大型语言模型可根据无细胞 DNA 的末端基序图谱对癌症进行高精度诊断。

Large language model produces high accurate diagnosis of cancer from end-motif profiles of cell-free DNA.

Original text

发表日期：2024 Jul 25

作者： Jilei Liu, Hongru Shen, Kexin Chen, Xiangchun Li

来源： BRIEFINGS IN BIOINFORMATICS

摘要：

经过指令调整的大型语言模型 (LLM) 表现出与人类意图保持一致的卓越能力。我们提出了一种基于模型、指令调整的用于癌症评估的法学硕士 (iLLMAC)，它可以使用无细胞脱氧核糖核酸 (cfDNA) 末端基序图谱来检测癌症。 iLLMAC 基于来自三个数据集的 1135 名癌症患者和 1106 名对照者的血浆 cfDNA 测序数据而开发，其癌症诊断的受试者工作曲线下面积 (AUROC) 为 0.866 [95% 置信区间 (CI)，0.773-0.959]，癌症诊断为 0.924 (95)。使用 16 个末端基序检测肝细胞癌 (HCC) 的 % CI，0.841-1.0。随着基序的增加，性能随之提高，对于 64 个末端基序，癌症诊断和 HCC 检测分别达到 0.886（95% CI，0.794-0.977）和 0.956（95% CI，0.89-1.0）。在外部测试集上，iLLMAC 的癌症诊断 AUROC 为 0.912（95% CI，0.849-0.976），HCC 检测（64 个末端基序）的 AUROC 为 0.938（95% CI，0.885-0.992），显着优于基准方法。此外，iLLMAC 通过亚硫酸氢盐和 5-羟甲基胞嘧啶测序在数据集上实现了高分类性能。我们的研究强调了基于 LLM 的指令调整对于基于 cfDNA 的癌症检测的有效性。© 作者 2024。由牛津大学出版社出版。

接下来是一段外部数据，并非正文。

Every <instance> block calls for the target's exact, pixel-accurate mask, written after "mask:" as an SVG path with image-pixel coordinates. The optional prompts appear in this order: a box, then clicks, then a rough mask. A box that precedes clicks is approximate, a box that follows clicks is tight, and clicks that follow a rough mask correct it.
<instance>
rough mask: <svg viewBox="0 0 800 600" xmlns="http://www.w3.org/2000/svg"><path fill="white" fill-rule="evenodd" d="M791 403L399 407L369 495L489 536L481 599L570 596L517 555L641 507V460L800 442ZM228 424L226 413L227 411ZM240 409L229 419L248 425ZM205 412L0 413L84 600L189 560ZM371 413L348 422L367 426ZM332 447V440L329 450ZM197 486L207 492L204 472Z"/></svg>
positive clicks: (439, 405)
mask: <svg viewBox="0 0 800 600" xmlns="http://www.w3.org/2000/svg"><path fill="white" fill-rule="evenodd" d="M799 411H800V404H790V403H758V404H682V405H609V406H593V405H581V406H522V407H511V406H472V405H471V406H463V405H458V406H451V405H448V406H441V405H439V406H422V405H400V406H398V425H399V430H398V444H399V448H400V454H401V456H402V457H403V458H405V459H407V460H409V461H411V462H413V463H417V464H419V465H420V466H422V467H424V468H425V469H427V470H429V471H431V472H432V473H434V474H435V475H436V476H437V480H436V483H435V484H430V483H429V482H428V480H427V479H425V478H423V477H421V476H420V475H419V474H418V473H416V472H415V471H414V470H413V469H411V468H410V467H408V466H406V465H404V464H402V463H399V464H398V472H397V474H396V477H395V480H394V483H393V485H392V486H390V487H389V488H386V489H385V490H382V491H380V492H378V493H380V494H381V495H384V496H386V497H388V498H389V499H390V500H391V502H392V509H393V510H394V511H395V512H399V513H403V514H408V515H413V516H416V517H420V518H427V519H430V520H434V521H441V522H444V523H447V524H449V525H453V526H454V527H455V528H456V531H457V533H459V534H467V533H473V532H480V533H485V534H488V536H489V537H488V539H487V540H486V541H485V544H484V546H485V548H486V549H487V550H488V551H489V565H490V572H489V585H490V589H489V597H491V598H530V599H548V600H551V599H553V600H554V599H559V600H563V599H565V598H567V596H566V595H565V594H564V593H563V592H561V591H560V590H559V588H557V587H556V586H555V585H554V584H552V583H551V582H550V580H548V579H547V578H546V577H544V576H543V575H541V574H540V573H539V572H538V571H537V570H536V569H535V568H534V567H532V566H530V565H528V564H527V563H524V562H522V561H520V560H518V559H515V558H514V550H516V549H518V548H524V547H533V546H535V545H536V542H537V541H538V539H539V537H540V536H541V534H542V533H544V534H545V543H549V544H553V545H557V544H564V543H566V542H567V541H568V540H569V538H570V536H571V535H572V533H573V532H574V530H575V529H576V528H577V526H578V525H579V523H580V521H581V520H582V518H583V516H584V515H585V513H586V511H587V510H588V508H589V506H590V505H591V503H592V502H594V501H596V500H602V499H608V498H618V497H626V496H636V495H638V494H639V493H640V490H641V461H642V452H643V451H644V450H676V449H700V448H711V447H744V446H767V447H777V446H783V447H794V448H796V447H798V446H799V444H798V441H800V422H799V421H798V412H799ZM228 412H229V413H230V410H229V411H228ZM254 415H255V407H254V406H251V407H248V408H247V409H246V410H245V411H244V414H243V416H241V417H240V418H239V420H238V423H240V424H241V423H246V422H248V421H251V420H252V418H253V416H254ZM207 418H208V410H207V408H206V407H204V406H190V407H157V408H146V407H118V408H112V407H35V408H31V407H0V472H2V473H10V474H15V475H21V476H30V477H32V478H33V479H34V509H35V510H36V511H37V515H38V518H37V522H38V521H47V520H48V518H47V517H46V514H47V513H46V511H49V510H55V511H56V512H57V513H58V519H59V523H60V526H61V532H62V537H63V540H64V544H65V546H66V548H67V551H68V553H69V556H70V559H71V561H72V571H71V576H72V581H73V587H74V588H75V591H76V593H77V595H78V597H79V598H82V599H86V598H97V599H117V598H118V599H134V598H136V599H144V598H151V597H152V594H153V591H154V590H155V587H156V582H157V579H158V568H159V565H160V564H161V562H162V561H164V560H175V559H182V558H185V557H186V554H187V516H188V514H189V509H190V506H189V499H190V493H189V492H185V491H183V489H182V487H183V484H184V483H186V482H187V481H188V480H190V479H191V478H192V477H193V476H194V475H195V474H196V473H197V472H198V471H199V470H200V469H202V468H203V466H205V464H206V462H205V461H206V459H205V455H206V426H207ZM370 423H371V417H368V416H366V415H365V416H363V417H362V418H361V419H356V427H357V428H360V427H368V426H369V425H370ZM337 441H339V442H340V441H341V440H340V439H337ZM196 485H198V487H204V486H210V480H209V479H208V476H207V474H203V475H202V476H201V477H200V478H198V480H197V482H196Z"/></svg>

Instruction-tuned large language models (LLMs) demonstrate exceptional ability to align with human intentions. We present an LLM-based model-instruction-tuned LLM for assessment of cancer (iLLMAC)-that can detect cancer using cell-free deoxyribonucleic acid (cfDNA) end-motif profiles. Developed on plasma cfDNA sequencing data from 1135 cancer patients and 1106 controls across three datasets, iLLMAC achieved area under the receiver operating curve (AUROC) of 0.866 [95% confidence interval (CI), 0.773-0.959] for cancer diagnosis and 0.924 (95% CI, 0.841-1.0) for hepatocellular carcinoma (HCC) detection using 16 end-motifs. Performance increased with more motifs, reaching 0.886 (95% CI, 0.794-0.977) and 0.956 (95% CI, 0.89-1.0) for cancer diagnosis and HCC detection, respectively, with 64 end-motifs. On an external-testing set, iLLMAC achieved AUROC of 0.912 (95% CI, 0.849-0.976) for cancer diagnosis and 0.938 (95% CI, 0.885-0.992) for HCC detection with 64 end-motifs, significantly outperforming benchmarked methods. Furthermore, iLLMAC achieved high classification performance on datasets with bisulfite and 5-hydroxymethylcytosine sequencing. Our study highlights the effectiveness of LLM-based instruction-tuning for cfDNA-based cancer detection.© The Author(s) 2024. Published by Oxford University Press.